Send in your Unix questions today! |
See additional Unix tips and tricks
Unix systems provide numerous ways to compare files. The most common way to verify that you have received or downloaded the proper file is to compute a checksum and compare it
against one computed by a reliable source. MD5 is frequently used to compute checksums
because it is computationally unlikely that two different files will ever have the same
checksum. Similar commands, such as sum and cksum, also compute checksums but not with
as much reliability. Let's look at several checksums and see why.
One of the first things you'll notice if you compare the output of the sum, time and md5
commands is the length of each calculated value. The sum command prints two numbers.
The first (31339 in our example) is a 16-bit checksum. This means that you will get any
of 65,536 distinct responses (from 0 to 65,535) for any file. The chance of getting the
same checksum for two files which are different is very small. If you have 65,000 files
to compare, however, the chance that two of them have the same checksum, though different,
is quite high. In fact, you'll probably have a number of false matches.

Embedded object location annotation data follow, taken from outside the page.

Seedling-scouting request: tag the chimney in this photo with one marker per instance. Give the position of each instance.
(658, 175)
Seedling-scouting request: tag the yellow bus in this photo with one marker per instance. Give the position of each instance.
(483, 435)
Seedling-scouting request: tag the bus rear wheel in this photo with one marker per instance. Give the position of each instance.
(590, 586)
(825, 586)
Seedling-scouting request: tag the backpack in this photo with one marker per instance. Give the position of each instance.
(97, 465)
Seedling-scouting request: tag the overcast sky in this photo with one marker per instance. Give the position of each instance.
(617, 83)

# sum /export/home/jdoe/bigfile.gz
31339 165523 home/jdoe/bigfile.gz
One characteristic of the sum command is that the length of the checksum has some
relationship to the length of the file. If one file contains "abc" and another contains
"abd", the checksums are only different by 1. This command is clearly using a very
simple calculation, better for verifying the integrity of a file than for heavy duty or
high security file checking.
# sum /tmp/ab*
304 1 /tmp/abc
305 1 /tmp/abd
The second number that sum prints is the number of 512-byte blocks that are in the file.

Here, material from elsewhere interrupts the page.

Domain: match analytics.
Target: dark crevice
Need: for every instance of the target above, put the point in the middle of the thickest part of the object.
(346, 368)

This helps considerably to insure that dissimilar files are clearly dissimilar. Unless
the files you are comparing are also roughly the same size, the fact that the checksums
are the same can be discounted.
The cksum command works similarly. The first number that it prints is a cyclical
redundancy check (CRC) for the file. As you can see from the sample output below, the CRC
is a fairly large number. This decreases the chance that two files will be taken as
being identical when they are not. Notice the difference in the checksum of our two
three-byte files.
# cksum /tmp/ab*
1112837078 4 /tmp/abc
1197460547 4 /tmp/abd
Using cksum against the lartge file we saw earlier, we see a similar checksum even though
the size of the file is dramatically larger.

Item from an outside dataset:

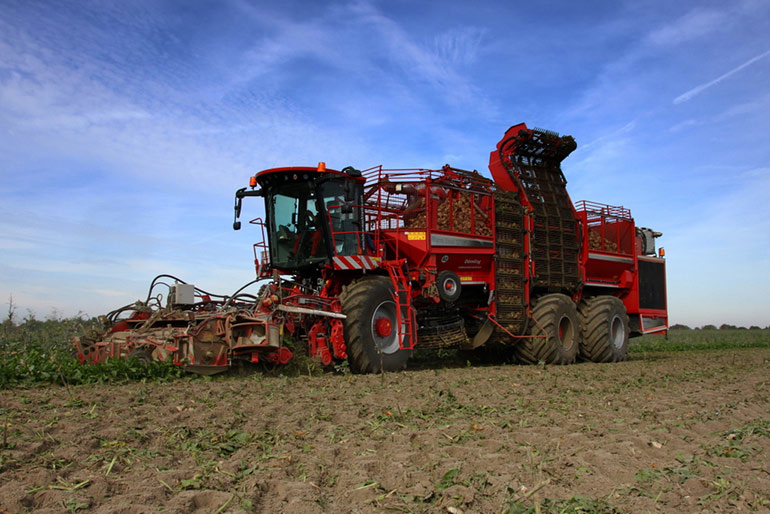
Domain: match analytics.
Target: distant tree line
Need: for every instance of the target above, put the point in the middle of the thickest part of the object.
(723, 326)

# cksum /export/home/jdoe/bigfile.gz
3574185895 84747520 home/tcs/bigfile.gz
The second number in the cksum output is the number of octets (bytes) in the file. This
is a similar concept to the number of blocks, but is considerably finer grained. Two
files occupying the same number of blocks are still likely to include a different number
of octets.
The md5 command is the most reliable of the three commands and the only one recommended
for serious file checking. If you are sending a gzipped file to a customer and want the
customer to be confident that the file you have sent is both intact and the file you
intended to send, providing him with an md5 checksum is a very good idea. Notice the
length of the checksum below.
# md5 /export/home/jdoe/bigfile.gz
MD5 (/export/home/jdoe/bigfile.gz) = e1e0aec5c73eeb3bcf4cff4d5a44b067
This thirty-two hexadecimal number can take on any of 2 ** 128 possible values. This is a
bigger number than most of us can think about. It's billions times billions big. I am
told, it is exactly:
340,282,366,920,938,463,463,374,607,431,768,211,456
Probably so. I don't even want to think about calculating so large a number.
The chance of two files having the same md5 checksum is infinitesimally small. Looking at
the two small files, we see that the md5 checksums seem to have no similarity whatsoever.
# md5 /tmp/ab*
MD5 (/tmp/abc) = 0bee89b07a248e27c83fc3d5951213c1
MD5 (/tmp/abd) = 8f0abafc5f8e6686a882c78cac4bcb9f
Of course, to be valuable, checksums have to compute identically on different systems.
Fortunately for us, this should always be the case.